Emblématique du luxe de part le monde, le marché du jet privé se porte bien depuis son invention dans les années 1960. Malgré la croissance du secteur, l’aviation d’affaires est resté un monde opaque, y compliquant l’accès même aux personnes fortunées. Depuis moins d’un an, c’est dans cette optique que la start-up monégasque Central Jets continue à séduire les milliardaires en leur laissant louer n’importe quel jet sans commission, comptant les économies réalisées par millions.

Depuis le premier LearJet privé construit en 1963 pour l’investisseur Bill Lear, le modèle de la location de jet privé est resté inchangé. Lorsque quelqu’un cherche à acheter un vol en jet privé, il contacte traditionnellement un broker qui regarde plusieurs options sur le marché et les envoie au client avec une commission qui peut aller jusqu’à 50%. Le client achète ensuite le vol au broker sans savoir quel prix l’intermédiaire a payé pour ce même vol.

Par exemple, sur un vol Nice-Paris à bord d’un grand jet privé comme un Challenger 850, le propriétaire pourrait vendre le vol à 9 000 € à l’intermédiaire tandis que le client paierait 18 000 €. C’est en éliminant ce surplus de 50% que la start-up Central Jets continue à accroître sa part du marché à vitesse grand V.
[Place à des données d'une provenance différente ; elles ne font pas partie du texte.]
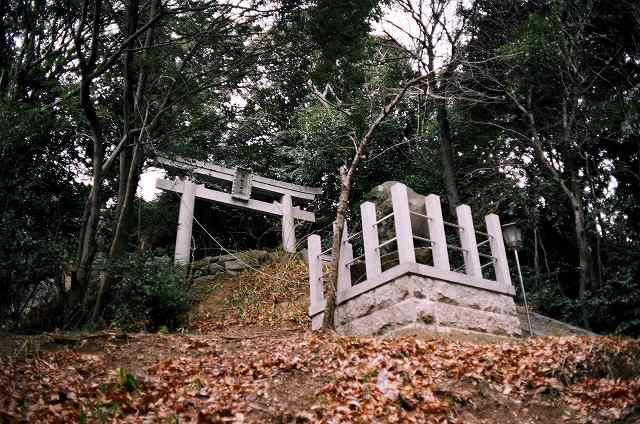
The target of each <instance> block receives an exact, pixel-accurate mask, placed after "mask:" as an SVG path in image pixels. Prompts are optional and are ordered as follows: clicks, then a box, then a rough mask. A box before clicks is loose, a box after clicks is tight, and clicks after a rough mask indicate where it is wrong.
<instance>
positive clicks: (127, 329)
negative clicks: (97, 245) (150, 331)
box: [105, 254, 191, 331]
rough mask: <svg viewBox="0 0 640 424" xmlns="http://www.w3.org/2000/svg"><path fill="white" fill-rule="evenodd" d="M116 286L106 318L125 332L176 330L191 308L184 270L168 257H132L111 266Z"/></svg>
mask: <svg viewBox="0 0 640 424" xmlns="http://www.w3.org/2000/svg"><path fill="white" fill-rule="evenodd" d="M109 268H110V271H111V273H112V278H113V285H112V291H111V296H110V301H109V303H108V305H107V308H106V315H105V318H106V319H107V320H109V321H111V322H112V323H113V324H115V325H116V326H118V327H120V328H122V329H124V330H136V329H141V328H146V329H147V330H152V331H155V330H157V329H159V328H161V327H167V328H170V329H176V328H178V327H180V326H181V325H182V324H183V323H184V320H185V318H186V315H187V312H188V311H189V309H190V306H191V293H190V291H189V288H188V287H187V286H186V284H185V278H184V277H185V274H184V270H182V269H180V268H179V267H176V266H174V265H173V263H172V261H171V260H170V259H169V258H167V257H160V258H158V257H153V256H152V255H150V254H148V255H145V256H130V257H128V258H126V259H124V260H122V261H120V262H118V263H114V264H111V265H110V267H109Z"/></svg>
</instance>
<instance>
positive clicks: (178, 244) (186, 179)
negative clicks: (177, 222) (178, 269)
mask: <svg viewBox="0 0 640 424" xmlns="http://www.w3.org/2000/svg"><path fill="white" fill-rule="evenodd" d="M182 182H183V183H184V189H183V191H182V196H181V198H180V213H179V215H178V232H177V235H176V250H175V253H174V258H175V263H176V264H183V265H184V264H188V263H189V260H190V259H191V233H192V230H193V211H194V208H195V203H196V185H195V184H194V183H193V182H191V181H190V180H188V179H183V180H182Z"/></svg>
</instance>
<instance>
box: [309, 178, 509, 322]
mask: <svg viewBox="0 0 640 424" xmlns="http://www.w3.org/2000/svg"><path fill="white" fill-rule="evenodd" d="M391 201H392V207H393V212H392V213H390V214H388V215H386V216H383V217H382V218H380V219H377V216H376V206H375V204H374V203H372V202H364V203H363V204H362V205H361V206H360V212H361V217H362V232H361V234H362V244H363V251H364V253H363V254H362V255H361V256H359V257H356V258H354V257H353V246H352V243H351V241H352V240H353V238H354V237H356V236H357V235H359V234H353V235H351V236H350V235H349V234H348V231H347V228H346V225H345V228H344V232H343V235H342V246H341V253H340V260H339V264H338V267H339V268H338V287H337V302H338V304H341V303H344V302H347V301H348V300H349V299H352V298H354V297H356V296H358V295H360V294H362V293H364V292H367V291H369V290H372V289H374V288H376V287H379V286H381V285H384V284H385V283H388V282H390V281H392V280H394V279H396V278H398V277H400V276H402V275H405V274H415V275H421V276H424V277H428V278H435V279H439V280H444V281H448V282H451V283H456V284H463V285H467V286H472V287H476V288H482V289H485V290H489V291H493V292H497V293H502V294H507V295H511V296H513V295H514V294H515V292H514V289H513V286H512V284H511V277H510V275H509V265H508V263H507V255H506V252H505V248H504V242H503V240H502V229H501V226H500V219H499V218H498V216H497V215H495V214H490V215H487V216H486V217H485V224H486V232H481V231H476V230H475V229H474V226H473V218H472V215H471V208H470V207H469V206H468V205H460V206H458V207H457V208H456V214H457V220H458V222H457V223H449V222H445V221H444V220H443V217H442V208H441V205H440V197H439V196H437V195H435V194H430V195H429V196H426V198H425V210H426V215H422V214H420V213H417V212H414V211H411V210H410V207H409V199H408V193H407V187H406V186H405V185H404V184H400V183H397V184H395V185H394V186H392V187H391ZM411 215H417V216H418V217H419V218H423V219H426V220H427V224H428V225H427V227H428V238H425V237H421V236H418V235H416V234H414V233H413V231H412V228H411ZM391 218H393V225H394V228H395V237H393V238H391V239H389V240H380V237H379V232H378V226H379V225H380V224H382V223H383V222H385V221H386V220H388V219H391ZM445 225H448V226H450V227H455V228H457V230H458V235H459V240H460V246H457V245H453V244H448V243H447V239H446V235H445ZM334 230H335V229H334ZM476 235H480V236H481V237H482V238H485V240H484V241H482V242H481V243H477V241H476ZM416 239H417V240H421V241H423V242H425V243H426V244H427V246H429V248H430V249H431V257H432V259H433V265H426V264H421V263H418V262H417V261H416V253H415V247H414V240H416ZM394 242H395V243H396V246H397V262H398V263H397V265H395V266H393V267H391V268H389V269H386V270H384V271H383V270H382V263H381V257H380V251H381V249H382V248H383V247H385V246H387V245H390V244H392V243H394ZM486 243H488V244H489V247H490V249H491V253H490V254H483V253H479V251H478V248H479V247H480V246H483V245H485V244H486ZM449 249H453V250H459V251H461V252H462V256H463V258H464V266H463V267H461V268H460V269H456V270H452V269H451V265H450V258H449ZM308 251H309V284H310V303H311V305H310V308H309V315H310V316H311V317H314V316H316V317H317V316H318V315H319V314H321V313H322V312H323V311H324V308H325V299H324V280H325V277H326V276H328V273H329V272H328V271H327V270H326V269H325V265H326V261H325V260H324V258H325V257H326V256H325V254H326V253H328V252H330V249H327V250H326V251H322V247H321V239H320V236H319V235H312V236H310V237H309V238H308ZM481 258H482V259H484V260H486V261H487V262H486V263H485V264H484V265H483V264H482V262H481ZM362 260H364V262H365V269H366V280H365V281H362V282H358V283H357V284H352V281H351V266H352V265H353V264H354V263H355V262H357V261H362ZM489 266H492V267H493V270H494V274H495V280H489V279H485V278H484V277H483V274H482V272H483V269H484V268H486V267H489ZM461 269H464V272H459V271H460V270H461ZM315 321H316V320H314V322H315Z"/></svg>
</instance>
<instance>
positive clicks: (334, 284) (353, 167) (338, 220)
mask: <svg viewBox="0 0 640 424" xmlns="http://www.w3.org/2000/svg"><path fill="white" fill-rule="evenodd" d="M425 78H426V77H425V76H424V75H423V76H419V77H417V78H414V79H412V80H411V81H409V82H408V83H406V84H405V85H404V86H403V87H402V90H400V92H399V93H398V94H396V95H395V96H394V97H393V99H392V100H391V101H390V102H389V103H387V105H386V106H385V107H384V108H383V109H382V111H381V112H380V113H379V114H378V116H377V117H376V119H375V120H374V121H373V122H372V123H371V125H369V128H368V129H367V132H366V134H365V135H364V136H363V137H362V139H360V140H357V139H356V138H355V137H354V138H353V143H354V145H355V146H356V151H355V153H354V155H353V159H352V160H351V164H350V165H349V168H346V167H342V168H340V197H339V199H338V207H337V209H336V221H335V223H334V230H333V238H332V240H331V278H330V283H329V290H328V293H327V298H326V306H325V310H324V319H323V322H322V326H323V327H324V328H325V329H331V330H332V329H334V328H335V323H334V316H333V315H334V311H335V308H336V290H337V287H338V264H339V263H340V252H341V250H342V231H343V229H344V221H345V213H346V211H347V208H348V207H349V195H350V194H351V184H352V182H353V176H354V175H355V173H356V170H357V168H358V165H359V164H360V161H361V160H362V157H363V156H364V154H365V151H366V149H367V148H368V146H369V143H370V142H371V140H372V139H373V134H374V132H375V131H376V129H377V128H378V126H379V125H380V124H381V123H382V121H384V119H385V118H386V117H387V116H389V114H390V113H391V112H392V111H393V109H395V107H396V106H397V105H398V103H400V100H402V98H403V97H404V96H405V94H406V93H407V90H408V89H409V88H410V87H413V86H414V85H416V84H419V83H420V82H422V81H423V80H424V79H425Z"/></svg>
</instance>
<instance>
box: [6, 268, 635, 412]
mask: <svg viewBox="0 0 640 424" xmlns="http://www.w3.org/2000/svg"><path fill="white" fill-rule="evenodd" d="M273 277H277V278H273ZM306 287H307V276H306V267H305V265H304V264H303V263H302V262H301V261H298V260H292V259H291V258H286V257H285V258H281V259H280V260H277V261H274V262H273V263H272V264H267V265H266V266H265V267H264V268H263V272H261V273H256V272H245V273H242V274H239V275H237V276H233V277H228V278H224V279H222V280H211V281H209V282H208V283H207V285H205V286H203V287H199V288H198V290H199V291H200V299H201V301H200V304H199V305H198V306H197V308H196V309H195V313H194V315H193V316H192V317H191V326H190V328H189V332H190V333H189V334H135V335H124V334H117V333H98V334H88V335H74V336H72V335H57V334H53V335H42V336H35V337H17V336H14V337H0V424H3V423H18V422H37V423H40V422H43V423H46V422H51V423H58V422H74V423H75V422H87V423H88V422H96V423H102V422H135V423H156V422H166V423H176V422H180V423H183V422H185V423H187V422H200V423H207V422H255V423H263V422H275V423H281V422H326V423H338V422H345V423H346V422H359V423H371V422H381V423H386V422H402V423H404V422H427V423H428V422H433V423H512V422H513V423H556V422H567V423H609V422H619V423H639V422H640V407H639V406H638V405H640V342H639V341H637V340H631V339H615V338H608V337H563V338H559V337H548V338H534V339H511V340H509V339H505V341H501V342H495V341H494V342H490V343H474V342H462V341H456V340H451V339H450V338H449V339H444V338H435V339H416V338H412V337H408V338H400V339H389V340H383V339H379V338H347V337H339V336H335V335H319V334H314V333H311V332H310V331H308V330H307V328H308V326H309V324H308V321H307V318H306V305H307V304H308V299H307V298H308V295H307V293H306Z"/></svg>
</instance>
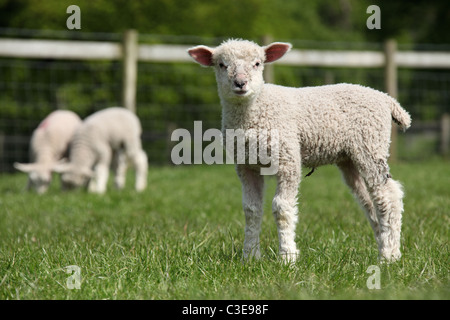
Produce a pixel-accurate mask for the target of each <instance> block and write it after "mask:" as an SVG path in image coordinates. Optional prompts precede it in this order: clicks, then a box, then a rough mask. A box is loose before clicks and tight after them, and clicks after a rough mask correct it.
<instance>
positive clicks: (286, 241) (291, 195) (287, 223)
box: [272, 165, 300, 262]
mask: <svg viewBox="0 0 450 320" xmlns="http://www.w3.org/2000/svg"><path fill="white" fill-rule="evenodd" d="M277 178H278V185H277V191H276V194H275V197H274V199H273V202H272V211H273V215H274V217H275V221H276V223H277V229H278V239H279V250H280V256H281V257H282V259H283V260H284V261H286V262H294V261H295V260H296V258H297V256H298V250H297V246H296V244H295V228H296V225H297V220H298V217H297V213H298V209H297V193H298V185H299V183H300V165H298V166H297V165H291V166H290V167H289V168H280V170H279V172H278V175H277Z"/></svg>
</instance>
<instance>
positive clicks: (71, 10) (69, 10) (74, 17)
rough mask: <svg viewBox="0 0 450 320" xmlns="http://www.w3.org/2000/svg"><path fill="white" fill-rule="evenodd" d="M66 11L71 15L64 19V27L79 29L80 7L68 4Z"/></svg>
mask: <svg viewBox="0 0 450 320" xmlns="http://www.w3.org/2000/svg"><path fill="white" fill-rule="evenodd" d="M66 13H71V15H70V16H69V17H68V18H67V20H66V27H67V29H69V30H73V29H78V30H80V29H81V9H80V7H79V6H77V5H74V4H73V5H71V6H68V7H67V9H66Z"/></svg>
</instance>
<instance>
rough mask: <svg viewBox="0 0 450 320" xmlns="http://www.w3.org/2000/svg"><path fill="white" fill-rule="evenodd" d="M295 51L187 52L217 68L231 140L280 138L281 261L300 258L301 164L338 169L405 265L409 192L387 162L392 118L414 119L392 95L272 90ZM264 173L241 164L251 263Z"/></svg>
mask: <svg viewBox="0 0 450 320" xmlns="http://www.w3.org/2000/svg"><path fill="white" fill-rule="evenodd" d="M290 48H291V45H290V44H288V43H280V42H276V43H272V44H270V45H268V46H265V47H260V46H259V45H257V44H255V43H253V42H250V41H246V40H228V41H226V42H224V43H222V44H221V45H220V46H218V47H216V48H209V47H207V46H196V47H193V48H191V49H189V50H188V53H189V54H190V55H191V57H192V58H193V59H194V60H195V61H197V62H198V63H200V64H201V65H203V66H212V67H214V70H215V74H216V80H217V85H218V92H219V97H220V101H221V104H222V133H223V136H224V137H225V136H226V129H243V130H244V132H255V130H266V131H267V132H268V133H269V134H270V132H274V131H273V130H275V132H277V135H278V137H274V136H273V135H272V136H269V139H270V138H272V139H278V145H277V147H278V149H279V150H278V154H279V159H278V163H279V168H278V172H277V173H276V177H277V182H278V185H277V190H276V194H275V197H274V199H273V202H272V211H273V214H274V217H275V220H276V223H277V229H278V237H279V252H280V255H281V256H282V258H283V259H284V260H285V261H288V262H291V261H295V259H296V258H297V256H298V250H297V248H296V243H295V227H296V223H297V193H298V186H299V183H300V180H301V172H300V171H301V165H304V166H306V167H310V168H313V169H314V168H316V167H318V166H321V165H325V164H336V165H337V166H338V168H339V169H340V170H341V172H342V175H343V178H344V180H345V182H346V183H347V184H348V186H349V187H350V189H351V190H352V192H353V194H354V195H355V197H356V199H357V200H358V201H359V203H360V204H361V206H362V207H363V209H364V211H365V213H366V216H367V218H368V220H369V222H370V225H371V226H372V229H373V231H374V234H375V238H376V241H377V244H378V249H379V258H380V259H381V260H386V261H388V262H392V261H395V260H397V259H399V258H400V257H401V253H400V232H401V220H402V212H403V200H402V199H403V191H402V187H401V185H400V183H399V182H397V181H395V180H393V179H392V177H391V175H390V173H389V166H388V163H387V158H388V156H389V144H390V134H391V119H393V120H394V121H395V122H396V123H397V124H399V125H400V126H401V127H402V128H403V130H406V129H407V128H408V127H409V126H410V124H411V118H410V116H409V114H408V113H407V112H406V111H405V110H404V109H402V108H401V106H400V105H399V103H398V102H397V101H396V100H395V99H393V98H391V97H390V96H388V95H387V94H384V93H382V92H379V91H376V90H374V89H370V88H366V87H363V86H360V85H352V84H336V85H328V86H320V87H306V88H288V87H283V86H279V85H273V84H265V83H264V80H263V69H264V64H265V63H270V62H274V61H276V60H278V59H280V58H281V57H282V56H283V55H284V54H285V53H286V52H288V51H289V50H290ZM246 138H248V137H247V136H246ZM224 141H225V138H224ZM260 166H261V165H249V164H247V163H246V164H238V165H236V171H237V174H238V176H239V178H240V180H241V183H242V191H243V208H244V212H245V218H246V227H245V240H244V249H243V255H244V258H249V257H256V258H259V257H260V246H259V234H260V230H261V219H262V212H263V208H262V203H263V189H264V187H263V185H264V179H263V176H261V175H260V174H259V172H258V169H259V167H260Z"/></svg>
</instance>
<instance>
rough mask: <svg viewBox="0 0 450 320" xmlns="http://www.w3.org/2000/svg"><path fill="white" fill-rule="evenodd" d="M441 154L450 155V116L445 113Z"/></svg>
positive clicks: (442, 124)
mask: <svg viewBox="0 0 450 320" xmlns="http://www.w3.org/2000/svg"><path fill="white" fill-rule="evenodd" d="M440 140H441V147H440V149H441V153H442V155H444V156H447V155H449V151H450V147H449V146H450V114H448V113H444V114H443V115H442V118H441V139H440Z"/></svg>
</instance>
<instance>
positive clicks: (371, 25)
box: [366, 4, 381, 30]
Fondé fin 2018 par le groupe monégasque Seastems et Ian Malouf, 188ème fortune d’Australie, Central Jets mise sur la tech et des grands volumes pour faire économiser des millions à ses clients. Par sa plateforme en ligne, n’importe qui peut y envoyer une demande de vol et recevoir instantanément les prix disponible pour chaque avion dans la zone et en direct du propriétaire, sans commissions.

Avec plus de 10 000 avions disponibles à travers Central Jets, la start-up aide ensuite ses utilisateurs à planifier leurs vols avec une équipe de concierges disponibles 24/7 suivant tout le vol de A-Z. Pour pouvoir acheter des vols à travers Central Jets, ses utilisateurs payent simplement un abonnement de 199 €/mois tandis que les propriétaires d’avions reversent 2,9% des revenus reçus sur les vols.

Parmi les clients de Central Jets on trouve à la fois des grandes fortunes européennes à la recherche de Falcon 7X mais aussi des entrepreneurs qui voyagent sur des Citation Mustang. Plus de 2 millions € de vols ont déjà été achetés à travers Central Jets cet été avant même le mois d’août. Un concept permettant à ses utilisateurs de louer les mêmes avions à des prix nettement inférieurs.

Central Jets entre sur le marché de l’aviation d’affaires alors que celui-ci est en pleine consolidation. JetSmarter, valorisé en 2016 à plus d’1 milliard €, vient d’être racheté par le géant VistaJet dans un échange d’actions. Ce dernier, lui-même valorisé à plus de 2 milliards a également racheté XOJet quelques mois avant dans un déluge de M&A dans le secteur. En 2018, c’est le broker PrivateFly qui était racheté par le holding Directional Aviation, qui compte déjà dans son portefeuille Nextant Aerospace, Sirio et FlexJet parmi d’autres marques.

Soutenu par un marché en pleine croissance, les opérateurs de jet privé qui, au préalable se concentraient majoritairement sur la gestion d’avions de leurs clients, multiplient également les acquisitions d’avions eux-mêmes pour les louer à travers des plateformes comme Central Jets. AirX, basé à Malte, dispose maintenant d’une flotte de 18 jets privés, monétisés par l’intermédiaire de plateformes et de brokers exclusivement. Parmi ses concurrents, Air Hamburg avec une flotte de plus de 31 avions et VistaJet qui en compte maintenant plus de 80 avec pour actionnaire majoritaire le milliardaire Thomas Flhor. AirX serait en train de préparer en IPO dans les trimestres à venir.